En août, j'apprenais que Copine#3 était enceinte.
Le choc.
Je ne savais pas trop ce que
j'en pensais : étais-je contente ? Étais-je déçue ? Étais-je inquiète pour
notre amitié, et nos soirées entre copines qui allaient se réduire comme peau
de chagrin ? Étais-je jalouse ?
J'étais chamboulée en tout cas.
Sa grossesse ne s'est pas bien passée
du tout, et elle s'est beaucoup éloignée de notre "carré" amical.
Et puis tous les collègues qui
ont des enfants ʺet qui savent, EUX", de te dire « Nan mais tu crois
quoi ? Tu ne la verras plus, elle n'aura plus le temps, elle ne sortira
plus, ne fera plus rien » (parfois j'écoute les gens, et je me demande si
faire un enfant équivaut à s'enfermer volontairement en prison.
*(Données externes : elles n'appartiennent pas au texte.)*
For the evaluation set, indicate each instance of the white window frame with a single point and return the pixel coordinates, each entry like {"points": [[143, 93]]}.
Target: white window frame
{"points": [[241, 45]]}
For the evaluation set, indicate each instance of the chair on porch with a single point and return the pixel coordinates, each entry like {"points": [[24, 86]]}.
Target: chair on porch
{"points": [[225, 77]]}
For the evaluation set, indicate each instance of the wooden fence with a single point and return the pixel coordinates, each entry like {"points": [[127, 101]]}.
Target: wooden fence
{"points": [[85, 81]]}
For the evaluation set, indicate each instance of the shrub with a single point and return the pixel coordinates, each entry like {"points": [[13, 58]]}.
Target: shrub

Parce que ça
ressemble à ça)
Ces derniers mois, pendant que je vivais moralement une traversée
du désert, et que Copine#3 était allongée chez elle à mourir d'ennui, on s'est
écrit un peu plus souvent, et j'ai été la voir un peu plus souvent également -
avec toujours des gourmandises de saison dans les mains : gâteaux, bonhommes en
pain d'épices, galettes, beignets de carnaval... Elle m'a accueilli plusieurs
fois alors que j'étais au bout de ma vie, elle m'a laissé pleurer sur sa table
de salon, elle m'a hébergée une nuit, elle m'a nourrit, elle m'a proposé de
faire mes lessives chez elle, bref, elle a été au top, alors qu'elle était
enceinte jusqu'aux yeux, et qu'elle aurait pu dire « Fuck, laisse-moi
kiffer mon arc-en-ciel de bonheur ! »
Copine#1 et moi avons
travaillés d'arrache-pied à lui coudre une toise en forme de girafe. Moi qui
étais au bout de ma vie, dans les cartons, dans ma grande maison sans chauffage.
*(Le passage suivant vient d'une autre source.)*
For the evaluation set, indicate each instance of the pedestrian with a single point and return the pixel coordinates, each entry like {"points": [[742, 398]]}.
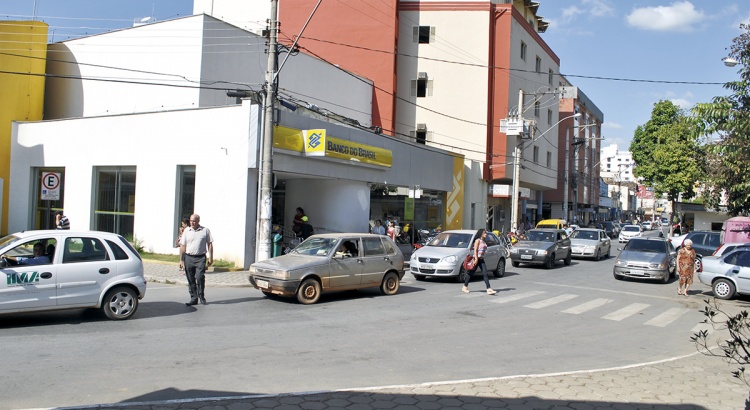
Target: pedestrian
{"points": [[378, 228], [61, 221], [183, 225], [195, 243], [685, 266], [480, 246]]}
J'ai sorti ma machine à coudre, je l’ai posé sur une planche sur des tréteaux,
j'ai étalé mes bobines sur les cartons, et j'ai fini ce cadeau envers et contre
tout.
J'étais pleine d'une joie rageuse d'être venue à bout de ça malgré
tout.
J’ai compté les jours, j'ai attendu, et déjà deux semaines avant
le terme, j'étais hyper fébrile, impatiente.
Copine#3 espérais accoucher avant le terme, mais malgré le fait
que les gens lui rabâchaient « Le premier arrive rarement à terme »
(=> ce qui n'est absolument pas une règle d'ailleurs. Les gens devraient
juste arrêter de dire des conneries en prenant un air inspiré, ça changerait),
son bout de chou restait au chaud.
Et puis le jour du terme, je
n'ai plus eu de messages - elle qui m'envoyait des messages tout le temps.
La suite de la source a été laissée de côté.